If political morality gets us no further than this qualified right to health care, how do we get to a single-payer system of universal coverage? If there’s anything to my story so far, just saying “Health care is a right, not a privilege!” over and over again won’t do it. To see why, let me disturb Jeff Bezos again.
I said that I don’t think I have a performance duty to help Jeff get a heart transplant, or even a bottle of aspirin. But if I have a means tested right to a heart transplant, he has a duty to help me get one if I need it but can’t put my hands on $1 million. And as we found out with the Affordable Care Act, people really, really don’t like to be taxed to fund a public benefit that they don’t themselves qualify for or want. One thing that made the Affordable Care Act so politically toxic is that people who didn’t qualify for its premium subsidies were furious over being taxed to fund subsidies for people who did.
On a reasonable understanding of the principle that health care is a right, then, it doesn’t capture everybody. Not everybody has a right to health care. It’s only people who need it and can’t afford it who have a right to it. Those are the only people toward whom society has a corresponding performance duty.
That puts us squarely atop one of the most active fault lines in American political life, where there’s unremitting conflict about who really “needs” health care and who really “can’t afford” it, those on one side pushing to expand the morally deserving population and those on the other pushing back in the opposite direction. For example, as the New York Times reported recently, several states have applied for waivers so they can require able bodied Medicaid beneficiaries to work. Predictably, work requirements provoked howls of outrage from health care rights advocates, who think the requirements are contrary to the program’s original purpose.
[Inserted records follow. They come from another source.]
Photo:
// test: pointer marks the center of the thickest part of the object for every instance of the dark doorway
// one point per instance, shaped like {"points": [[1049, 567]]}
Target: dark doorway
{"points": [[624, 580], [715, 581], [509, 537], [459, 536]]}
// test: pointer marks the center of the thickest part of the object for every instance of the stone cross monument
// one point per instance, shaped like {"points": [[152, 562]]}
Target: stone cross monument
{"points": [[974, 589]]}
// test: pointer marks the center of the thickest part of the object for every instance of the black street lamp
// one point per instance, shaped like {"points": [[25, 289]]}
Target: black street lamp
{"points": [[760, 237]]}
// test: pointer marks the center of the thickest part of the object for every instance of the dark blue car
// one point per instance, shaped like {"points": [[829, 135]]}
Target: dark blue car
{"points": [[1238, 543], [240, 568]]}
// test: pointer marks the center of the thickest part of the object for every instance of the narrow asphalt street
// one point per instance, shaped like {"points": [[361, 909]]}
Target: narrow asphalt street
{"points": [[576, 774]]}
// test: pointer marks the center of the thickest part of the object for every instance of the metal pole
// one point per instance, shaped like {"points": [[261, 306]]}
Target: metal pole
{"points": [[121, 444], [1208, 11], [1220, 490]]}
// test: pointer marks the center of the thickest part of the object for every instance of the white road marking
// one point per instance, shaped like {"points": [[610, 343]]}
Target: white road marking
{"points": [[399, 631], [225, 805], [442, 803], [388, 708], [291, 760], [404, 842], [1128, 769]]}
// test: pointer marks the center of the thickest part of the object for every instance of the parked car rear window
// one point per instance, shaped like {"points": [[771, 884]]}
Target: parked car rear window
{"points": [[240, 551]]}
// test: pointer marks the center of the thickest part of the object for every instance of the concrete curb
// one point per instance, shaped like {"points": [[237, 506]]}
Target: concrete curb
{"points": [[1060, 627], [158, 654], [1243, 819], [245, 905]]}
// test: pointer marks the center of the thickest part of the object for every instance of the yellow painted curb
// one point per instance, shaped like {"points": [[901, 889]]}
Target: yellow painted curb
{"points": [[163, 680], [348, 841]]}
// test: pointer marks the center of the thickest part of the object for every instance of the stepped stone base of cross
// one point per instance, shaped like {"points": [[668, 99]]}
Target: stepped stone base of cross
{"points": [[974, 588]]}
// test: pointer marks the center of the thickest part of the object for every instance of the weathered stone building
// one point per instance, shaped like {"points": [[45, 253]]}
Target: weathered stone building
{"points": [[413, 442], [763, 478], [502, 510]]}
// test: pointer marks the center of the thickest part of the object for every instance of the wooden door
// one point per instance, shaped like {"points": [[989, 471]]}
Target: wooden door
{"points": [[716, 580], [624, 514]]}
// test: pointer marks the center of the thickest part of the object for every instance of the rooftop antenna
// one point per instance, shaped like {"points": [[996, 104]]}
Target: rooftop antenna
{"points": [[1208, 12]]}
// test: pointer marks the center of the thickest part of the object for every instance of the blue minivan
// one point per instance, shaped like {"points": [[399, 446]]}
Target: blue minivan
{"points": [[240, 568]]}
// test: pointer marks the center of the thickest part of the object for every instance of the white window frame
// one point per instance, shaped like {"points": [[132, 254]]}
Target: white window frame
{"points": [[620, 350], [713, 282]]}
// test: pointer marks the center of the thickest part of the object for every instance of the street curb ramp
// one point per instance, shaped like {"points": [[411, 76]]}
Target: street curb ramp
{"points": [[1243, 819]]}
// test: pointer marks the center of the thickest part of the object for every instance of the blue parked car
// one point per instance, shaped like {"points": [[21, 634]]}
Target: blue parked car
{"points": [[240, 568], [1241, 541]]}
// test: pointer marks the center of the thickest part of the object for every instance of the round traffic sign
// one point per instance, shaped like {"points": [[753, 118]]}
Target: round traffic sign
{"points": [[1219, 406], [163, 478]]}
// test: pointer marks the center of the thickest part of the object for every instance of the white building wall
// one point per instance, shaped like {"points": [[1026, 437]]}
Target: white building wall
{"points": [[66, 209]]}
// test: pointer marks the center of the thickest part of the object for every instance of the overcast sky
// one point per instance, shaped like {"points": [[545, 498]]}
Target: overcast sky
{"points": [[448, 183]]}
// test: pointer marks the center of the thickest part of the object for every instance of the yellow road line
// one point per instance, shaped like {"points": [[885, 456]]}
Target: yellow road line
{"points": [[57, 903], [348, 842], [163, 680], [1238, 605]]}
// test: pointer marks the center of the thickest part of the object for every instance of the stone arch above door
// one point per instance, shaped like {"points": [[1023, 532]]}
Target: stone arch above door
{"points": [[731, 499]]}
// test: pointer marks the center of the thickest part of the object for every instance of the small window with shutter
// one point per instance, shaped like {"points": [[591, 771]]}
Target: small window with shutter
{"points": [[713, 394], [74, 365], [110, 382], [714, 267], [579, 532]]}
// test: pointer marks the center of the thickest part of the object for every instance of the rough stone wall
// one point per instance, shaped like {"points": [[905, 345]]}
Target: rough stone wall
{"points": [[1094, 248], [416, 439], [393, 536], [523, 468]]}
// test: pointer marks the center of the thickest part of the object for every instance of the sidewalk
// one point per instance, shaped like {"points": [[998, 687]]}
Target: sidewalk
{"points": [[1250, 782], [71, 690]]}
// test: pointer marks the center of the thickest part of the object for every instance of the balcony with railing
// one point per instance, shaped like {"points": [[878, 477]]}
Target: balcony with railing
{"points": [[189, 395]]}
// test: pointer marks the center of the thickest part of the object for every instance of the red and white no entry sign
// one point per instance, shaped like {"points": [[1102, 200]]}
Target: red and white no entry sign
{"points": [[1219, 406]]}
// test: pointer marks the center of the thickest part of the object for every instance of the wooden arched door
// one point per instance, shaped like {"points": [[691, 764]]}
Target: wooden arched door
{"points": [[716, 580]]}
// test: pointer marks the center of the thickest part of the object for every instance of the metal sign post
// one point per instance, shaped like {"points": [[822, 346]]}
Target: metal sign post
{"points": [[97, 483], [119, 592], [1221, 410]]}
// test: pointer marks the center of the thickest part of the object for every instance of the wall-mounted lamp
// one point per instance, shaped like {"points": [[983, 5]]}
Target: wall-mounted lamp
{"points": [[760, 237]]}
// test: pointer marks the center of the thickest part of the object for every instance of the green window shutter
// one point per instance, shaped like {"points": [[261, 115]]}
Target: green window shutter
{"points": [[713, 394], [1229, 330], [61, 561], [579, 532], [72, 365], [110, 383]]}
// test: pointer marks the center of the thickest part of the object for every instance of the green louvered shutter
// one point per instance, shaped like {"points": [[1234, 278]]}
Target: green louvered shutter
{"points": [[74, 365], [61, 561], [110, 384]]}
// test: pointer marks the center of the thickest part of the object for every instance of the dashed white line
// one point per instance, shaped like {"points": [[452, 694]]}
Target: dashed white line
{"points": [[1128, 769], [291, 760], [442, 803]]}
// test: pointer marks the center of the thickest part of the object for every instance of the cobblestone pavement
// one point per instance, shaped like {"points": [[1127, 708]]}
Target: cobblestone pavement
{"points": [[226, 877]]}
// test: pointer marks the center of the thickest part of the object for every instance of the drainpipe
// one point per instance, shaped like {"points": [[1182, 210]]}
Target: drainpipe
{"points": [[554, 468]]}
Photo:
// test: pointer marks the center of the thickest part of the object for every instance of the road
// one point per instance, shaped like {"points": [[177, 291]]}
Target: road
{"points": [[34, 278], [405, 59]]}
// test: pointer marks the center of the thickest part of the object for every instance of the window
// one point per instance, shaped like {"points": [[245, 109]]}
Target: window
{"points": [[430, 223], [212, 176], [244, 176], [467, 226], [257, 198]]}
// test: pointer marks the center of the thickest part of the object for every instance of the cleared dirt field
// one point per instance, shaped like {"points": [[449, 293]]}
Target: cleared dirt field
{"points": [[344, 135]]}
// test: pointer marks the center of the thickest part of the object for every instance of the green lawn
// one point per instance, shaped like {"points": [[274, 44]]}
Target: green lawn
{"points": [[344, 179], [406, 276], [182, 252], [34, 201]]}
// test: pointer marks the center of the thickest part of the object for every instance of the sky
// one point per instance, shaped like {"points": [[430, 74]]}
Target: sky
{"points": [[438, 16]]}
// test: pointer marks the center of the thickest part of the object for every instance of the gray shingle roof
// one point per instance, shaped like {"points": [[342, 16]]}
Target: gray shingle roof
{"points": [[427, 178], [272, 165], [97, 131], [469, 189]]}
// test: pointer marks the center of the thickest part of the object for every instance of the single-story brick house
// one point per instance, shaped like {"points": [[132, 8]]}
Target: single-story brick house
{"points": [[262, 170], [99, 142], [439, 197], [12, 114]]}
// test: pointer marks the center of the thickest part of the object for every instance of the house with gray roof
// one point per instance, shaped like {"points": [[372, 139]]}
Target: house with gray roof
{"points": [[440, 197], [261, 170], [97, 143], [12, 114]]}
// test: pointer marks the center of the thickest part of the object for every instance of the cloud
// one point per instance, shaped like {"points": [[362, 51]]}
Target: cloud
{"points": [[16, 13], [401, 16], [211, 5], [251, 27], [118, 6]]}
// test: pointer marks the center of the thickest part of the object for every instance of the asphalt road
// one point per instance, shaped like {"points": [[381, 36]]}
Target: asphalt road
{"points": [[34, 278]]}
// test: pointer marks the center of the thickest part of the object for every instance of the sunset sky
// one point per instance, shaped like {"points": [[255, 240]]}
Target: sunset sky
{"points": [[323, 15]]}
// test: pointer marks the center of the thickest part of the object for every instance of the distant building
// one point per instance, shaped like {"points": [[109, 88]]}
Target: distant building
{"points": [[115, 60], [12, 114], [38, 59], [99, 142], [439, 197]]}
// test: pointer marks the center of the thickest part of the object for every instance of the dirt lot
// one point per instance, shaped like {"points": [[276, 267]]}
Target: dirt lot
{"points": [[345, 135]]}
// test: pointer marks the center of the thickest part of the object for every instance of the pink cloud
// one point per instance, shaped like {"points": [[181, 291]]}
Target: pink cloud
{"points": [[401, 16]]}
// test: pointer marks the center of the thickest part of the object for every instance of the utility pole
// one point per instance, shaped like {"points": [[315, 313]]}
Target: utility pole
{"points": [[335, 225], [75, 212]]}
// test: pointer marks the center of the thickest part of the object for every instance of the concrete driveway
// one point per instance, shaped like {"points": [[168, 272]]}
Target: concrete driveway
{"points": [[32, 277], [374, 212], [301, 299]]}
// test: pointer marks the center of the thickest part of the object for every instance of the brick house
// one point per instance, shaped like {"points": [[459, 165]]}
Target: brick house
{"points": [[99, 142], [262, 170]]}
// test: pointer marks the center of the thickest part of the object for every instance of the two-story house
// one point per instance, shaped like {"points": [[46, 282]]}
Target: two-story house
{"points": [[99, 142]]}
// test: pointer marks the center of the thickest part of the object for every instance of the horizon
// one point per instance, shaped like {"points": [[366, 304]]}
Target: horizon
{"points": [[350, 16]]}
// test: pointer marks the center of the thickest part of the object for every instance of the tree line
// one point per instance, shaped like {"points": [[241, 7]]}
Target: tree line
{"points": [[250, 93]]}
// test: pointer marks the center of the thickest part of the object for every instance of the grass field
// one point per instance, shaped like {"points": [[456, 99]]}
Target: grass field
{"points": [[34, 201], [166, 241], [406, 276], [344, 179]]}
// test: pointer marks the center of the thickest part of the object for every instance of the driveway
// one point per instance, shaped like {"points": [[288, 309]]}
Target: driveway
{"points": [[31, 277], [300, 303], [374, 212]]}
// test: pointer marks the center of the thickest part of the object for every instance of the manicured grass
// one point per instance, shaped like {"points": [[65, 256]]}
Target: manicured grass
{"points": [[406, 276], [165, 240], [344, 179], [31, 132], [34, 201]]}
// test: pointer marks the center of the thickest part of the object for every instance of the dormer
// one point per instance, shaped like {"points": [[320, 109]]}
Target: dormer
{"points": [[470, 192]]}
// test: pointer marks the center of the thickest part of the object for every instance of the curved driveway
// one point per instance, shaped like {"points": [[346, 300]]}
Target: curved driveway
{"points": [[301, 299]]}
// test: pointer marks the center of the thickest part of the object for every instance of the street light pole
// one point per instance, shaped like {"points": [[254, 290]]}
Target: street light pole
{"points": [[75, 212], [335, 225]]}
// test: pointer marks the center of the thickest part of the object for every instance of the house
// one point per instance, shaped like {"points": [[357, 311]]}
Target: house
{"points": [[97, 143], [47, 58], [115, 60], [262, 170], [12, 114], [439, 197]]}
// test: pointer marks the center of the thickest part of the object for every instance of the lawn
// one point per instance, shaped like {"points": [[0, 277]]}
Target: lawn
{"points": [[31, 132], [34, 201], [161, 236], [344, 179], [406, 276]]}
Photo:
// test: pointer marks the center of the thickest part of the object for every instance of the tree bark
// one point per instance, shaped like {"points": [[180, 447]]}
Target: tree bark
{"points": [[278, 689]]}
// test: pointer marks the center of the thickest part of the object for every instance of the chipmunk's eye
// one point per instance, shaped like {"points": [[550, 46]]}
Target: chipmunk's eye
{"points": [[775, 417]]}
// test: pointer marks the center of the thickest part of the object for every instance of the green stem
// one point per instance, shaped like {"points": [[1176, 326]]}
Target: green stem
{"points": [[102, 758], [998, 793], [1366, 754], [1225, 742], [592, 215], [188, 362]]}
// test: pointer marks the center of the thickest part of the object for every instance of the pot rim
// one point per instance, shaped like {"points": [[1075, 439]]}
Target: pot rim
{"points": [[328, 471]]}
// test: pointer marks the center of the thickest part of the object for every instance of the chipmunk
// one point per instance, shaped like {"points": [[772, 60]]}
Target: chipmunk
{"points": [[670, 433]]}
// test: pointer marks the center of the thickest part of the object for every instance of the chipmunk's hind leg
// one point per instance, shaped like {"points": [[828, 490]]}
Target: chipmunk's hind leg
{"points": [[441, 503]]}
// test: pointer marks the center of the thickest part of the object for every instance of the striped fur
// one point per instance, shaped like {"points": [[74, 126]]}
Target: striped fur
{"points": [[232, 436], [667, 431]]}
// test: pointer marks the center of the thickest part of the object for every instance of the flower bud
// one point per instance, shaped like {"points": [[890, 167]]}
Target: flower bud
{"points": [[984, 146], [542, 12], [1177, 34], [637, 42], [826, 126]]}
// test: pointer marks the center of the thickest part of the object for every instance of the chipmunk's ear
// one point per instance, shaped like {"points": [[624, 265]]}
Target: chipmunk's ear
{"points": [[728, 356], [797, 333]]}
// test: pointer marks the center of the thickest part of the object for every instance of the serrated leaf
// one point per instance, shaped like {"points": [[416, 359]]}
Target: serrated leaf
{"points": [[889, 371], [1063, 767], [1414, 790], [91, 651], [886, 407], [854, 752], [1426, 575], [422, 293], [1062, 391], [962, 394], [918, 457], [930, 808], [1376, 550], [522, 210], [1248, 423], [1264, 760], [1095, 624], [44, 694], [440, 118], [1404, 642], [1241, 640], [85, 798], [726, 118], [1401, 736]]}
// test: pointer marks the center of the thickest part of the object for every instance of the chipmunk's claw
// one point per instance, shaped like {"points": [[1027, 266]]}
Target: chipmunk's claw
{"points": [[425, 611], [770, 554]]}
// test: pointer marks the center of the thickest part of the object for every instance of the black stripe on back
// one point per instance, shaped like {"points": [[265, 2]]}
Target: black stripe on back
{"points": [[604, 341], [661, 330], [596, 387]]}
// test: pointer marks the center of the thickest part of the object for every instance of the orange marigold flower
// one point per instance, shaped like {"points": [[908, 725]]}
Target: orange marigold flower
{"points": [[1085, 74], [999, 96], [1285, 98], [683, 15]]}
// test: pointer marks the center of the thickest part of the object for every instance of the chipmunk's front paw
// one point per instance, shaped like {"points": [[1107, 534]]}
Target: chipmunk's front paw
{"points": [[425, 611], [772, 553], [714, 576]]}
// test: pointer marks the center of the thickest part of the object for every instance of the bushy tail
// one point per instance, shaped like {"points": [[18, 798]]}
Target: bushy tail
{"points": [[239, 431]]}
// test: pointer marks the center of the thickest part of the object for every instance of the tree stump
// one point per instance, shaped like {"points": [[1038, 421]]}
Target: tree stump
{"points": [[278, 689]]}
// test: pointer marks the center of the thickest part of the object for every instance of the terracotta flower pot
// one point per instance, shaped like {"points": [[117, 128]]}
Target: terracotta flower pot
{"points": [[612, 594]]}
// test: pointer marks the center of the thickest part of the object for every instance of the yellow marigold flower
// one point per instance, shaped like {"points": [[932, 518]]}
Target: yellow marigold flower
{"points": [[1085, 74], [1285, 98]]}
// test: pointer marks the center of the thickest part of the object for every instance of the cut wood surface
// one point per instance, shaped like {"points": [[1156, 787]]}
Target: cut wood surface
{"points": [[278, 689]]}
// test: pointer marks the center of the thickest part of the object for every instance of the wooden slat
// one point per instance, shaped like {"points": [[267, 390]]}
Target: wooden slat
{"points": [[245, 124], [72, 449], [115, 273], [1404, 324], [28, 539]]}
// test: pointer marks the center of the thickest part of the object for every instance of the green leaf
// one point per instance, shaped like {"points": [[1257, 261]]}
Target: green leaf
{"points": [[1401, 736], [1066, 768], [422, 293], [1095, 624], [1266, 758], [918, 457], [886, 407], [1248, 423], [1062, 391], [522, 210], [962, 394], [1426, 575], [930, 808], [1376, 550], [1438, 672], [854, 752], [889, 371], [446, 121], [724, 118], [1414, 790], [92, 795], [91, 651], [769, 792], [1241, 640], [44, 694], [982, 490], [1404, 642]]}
But so entrenched is the principle of health care as a means tested right that even officials in one state which has a work requirement defend it, with a straight face, as promoting the health of Medicaid beneficiaries.
If there’s a case for Medicare for everybody, then it’s based less on political morality than on the tactical benefit of means testing nobody, to spare us the prospect of endless debilitating warfare over who does and doesn’t deserve it. The reason that our current Medicare system for those over age sixty-five is so uncontroversial isn’t because we’ve checked out that population and determined that they all “deserve” health care largely on the government’s dime. It’s because we’ve decided not to even ask that question about them. So if we ever get to Medicare for all, that’s how we’re going to get there.